Oftentimes, due to over-exposure to commercial propaganda and to the taste of others, clients end up feeling unable to pinpoint the actual materials, colours and shapes they would intuitively be drawn to if no external factors affected their choice.
Fortunately, OpenBuildings‘ recent pick of 10 amazing contemporary residential interior designs seems to reveal: As the global village becomes more and more amalgamated, people have become progressively more courageous about stepping outside the bounding box and asking for their own interior spaces.
Lively eclectic approach to the matter is the first sign of progress in the field. We love it because it signals curiosity and appreciation of experiment and novelty on both sides. There are no colours or styles that cannot be matched and no functionality that cannot be fitted into the context of someone’s home.
Another admirable tendency is found in the willingness of residential buildings to embrace new readings of home life as we have known it by adaptively reusing buildings previously housing quite different programs. From former churches to abandoned factories—home is where the heart is—and an apt manifestation of the heart’s aesthetic desires.
Last but not least, we arrive at minimal trend in contemporary residential interiors.
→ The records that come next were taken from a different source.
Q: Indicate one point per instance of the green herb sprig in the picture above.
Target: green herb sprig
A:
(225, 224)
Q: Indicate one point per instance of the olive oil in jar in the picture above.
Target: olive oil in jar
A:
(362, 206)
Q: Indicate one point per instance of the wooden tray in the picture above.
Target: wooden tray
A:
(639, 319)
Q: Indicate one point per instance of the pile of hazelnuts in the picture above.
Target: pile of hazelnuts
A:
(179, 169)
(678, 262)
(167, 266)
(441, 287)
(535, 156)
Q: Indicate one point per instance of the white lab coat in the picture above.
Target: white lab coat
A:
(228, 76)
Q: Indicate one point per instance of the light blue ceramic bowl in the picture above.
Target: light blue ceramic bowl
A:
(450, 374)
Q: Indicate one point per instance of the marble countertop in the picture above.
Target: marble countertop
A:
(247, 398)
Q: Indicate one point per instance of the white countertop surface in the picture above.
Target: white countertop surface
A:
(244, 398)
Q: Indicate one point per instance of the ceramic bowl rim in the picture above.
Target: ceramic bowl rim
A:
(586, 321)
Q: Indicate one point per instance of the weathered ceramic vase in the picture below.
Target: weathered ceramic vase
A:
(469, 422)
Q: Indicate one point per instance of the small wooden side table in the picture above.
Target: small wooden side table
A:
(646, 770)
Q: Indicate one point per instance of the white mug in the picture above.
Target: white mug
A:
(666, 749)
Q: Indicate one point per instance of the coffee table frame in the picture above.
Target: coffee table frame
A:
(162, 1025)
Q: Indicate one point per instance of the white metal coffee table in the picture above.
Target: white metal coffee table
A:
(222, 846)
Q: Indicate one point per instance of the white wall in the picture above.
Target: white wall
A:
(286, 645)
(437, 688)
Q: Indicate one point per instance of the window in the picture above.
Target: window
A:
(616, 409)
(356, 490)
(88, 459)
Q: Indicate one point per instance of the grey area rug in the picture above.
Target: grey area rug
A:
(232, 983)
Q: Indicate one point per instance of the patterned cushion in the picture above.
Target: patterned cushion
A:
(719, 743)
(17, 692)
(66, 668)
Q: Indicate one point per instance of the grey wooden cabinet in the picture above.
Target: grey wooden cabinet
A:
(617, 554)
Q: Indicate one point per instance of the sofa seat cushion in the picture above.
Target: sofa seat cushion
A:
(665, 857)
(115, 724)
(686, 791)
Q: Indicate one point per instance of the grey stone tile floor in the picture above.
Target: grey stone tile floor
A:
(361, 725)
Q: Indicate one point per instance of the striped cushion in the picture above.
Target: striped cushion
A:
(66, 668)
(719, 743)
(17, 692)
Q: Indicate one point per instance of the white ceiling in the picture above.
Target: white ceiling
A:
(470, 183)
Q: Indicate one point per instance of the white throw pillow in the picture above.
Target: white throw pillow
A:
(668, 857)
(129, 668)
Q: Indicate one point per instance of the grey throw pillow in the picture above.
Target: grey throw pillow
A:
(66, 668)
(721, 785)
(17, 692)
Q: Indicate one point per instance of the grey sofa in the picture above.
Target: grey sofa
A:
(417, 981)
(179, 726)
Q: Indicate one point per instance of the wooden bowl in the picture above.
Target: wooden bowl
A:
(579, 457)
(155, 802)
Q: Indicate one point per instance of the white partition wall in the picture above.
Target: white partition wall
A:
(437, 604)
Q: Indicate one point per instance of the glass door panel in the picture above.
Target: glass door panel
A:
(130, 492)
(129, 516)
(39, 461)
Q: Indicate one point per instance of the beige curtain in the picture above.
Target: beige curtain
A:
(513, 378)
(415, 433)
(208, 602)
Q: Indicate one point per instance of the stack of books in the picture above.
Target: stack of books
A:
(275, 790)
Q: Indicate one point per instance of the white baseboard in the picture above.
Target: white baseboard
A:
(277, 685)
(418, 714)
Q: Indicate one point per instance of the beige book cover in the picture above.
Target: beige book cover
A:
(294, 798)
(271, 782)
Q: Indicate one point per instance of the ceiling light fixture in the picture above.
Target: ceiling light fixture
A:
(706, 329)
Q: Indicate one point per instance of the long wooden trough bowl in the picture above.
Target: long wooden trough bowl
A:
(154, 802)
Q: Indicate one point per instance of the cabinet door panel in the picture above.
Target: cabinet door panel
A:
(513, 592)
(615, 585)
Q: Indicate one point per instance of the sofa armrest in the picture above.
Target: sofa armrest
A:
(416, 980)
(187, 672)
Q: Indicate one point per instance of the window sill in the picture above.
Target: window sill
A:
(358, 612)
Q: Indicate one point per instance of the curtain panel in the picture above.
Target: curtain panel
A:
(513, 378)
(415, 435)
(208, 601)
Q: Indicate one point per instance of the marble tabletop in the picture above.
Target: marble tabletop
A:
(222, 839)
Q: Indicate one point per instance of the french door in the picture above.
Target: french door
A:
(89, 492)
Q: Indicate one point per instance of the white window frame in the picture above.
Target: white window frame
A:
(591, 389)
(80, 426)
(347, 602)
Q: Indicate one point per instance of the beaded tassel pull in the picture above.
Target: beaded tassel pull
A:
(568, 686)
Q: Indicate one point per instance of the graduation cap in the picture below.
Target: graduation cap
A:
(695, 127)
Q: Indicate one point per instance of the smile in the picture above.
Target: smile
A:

At first sight, it does sound like it was invented to please the mind of architects who wear black and appears like too brave a step for clients to undertake.
However, Japanese architects and clients alike have contributed a lot to winning the case of minimalism, and we may in fact discover it takes a lot of subtlety on the designer’s part to refrain from imposing their taste and a lot of positive attitude and self-knowledge on the client’s part to inhabit the neutral surroundings with the true colours of their life.
organising one’s own mini-universe is always a journey worth taking.
MORIYANA HOUSE IN TOKYO, JAPAN (Sejima and Nishizawa and Associates): A perfect example of a home designed like a community while connecting the inside and outside; this street corner view of the house feels exquisitely private.
BISTRICA HOUSE IN BISTRITSA, BULGARIA (I/O architects): By adding the void in the centre of the plan, the house is visually enlarged, and the different spaces are naturally articulated, with small or no need of additional partition walls.
WATERTOWER OF LIVING IN SOEST, THE NETHERLANDS (Zecc Architecten): The water tower, which dates from 1931, was converted into an unparalled 21st century home spread over nine levels.
MILL HILL RESIDENCES IN SYDNEY, AUSTRALIA (Baker Kavanagh Architects): The church has been converted into two luxury apartments, which blend elegant and crisp interiors with the heritage exterior and streetscape of the original brick building.
HUMLEGÅRDEN APARTMENT IN STOCKHOLM, SWEDEN (Tham & Videgård Hansson Arkitekter AB): Departing from the traditional Swedish interior use of colour and patterns, this apartment also relates directly to the setting at the park Humlegården, where the greenery outside changes with the season.
ZAHA HADID SUITE IN HOTEL PUERTA AMERICA, MADRID, SPAIN (Zaha Hadid Architects): Among the rooms' most unusual features is the sheer width and clean feel of their totally white floor and walls.
PLASMA STUDIO ROOMS IN HOTEL PUERTA AMERICA, MADRID, SPAIN (Plasma Studio): An extraordinary experience of rigid geometry and play of reflections.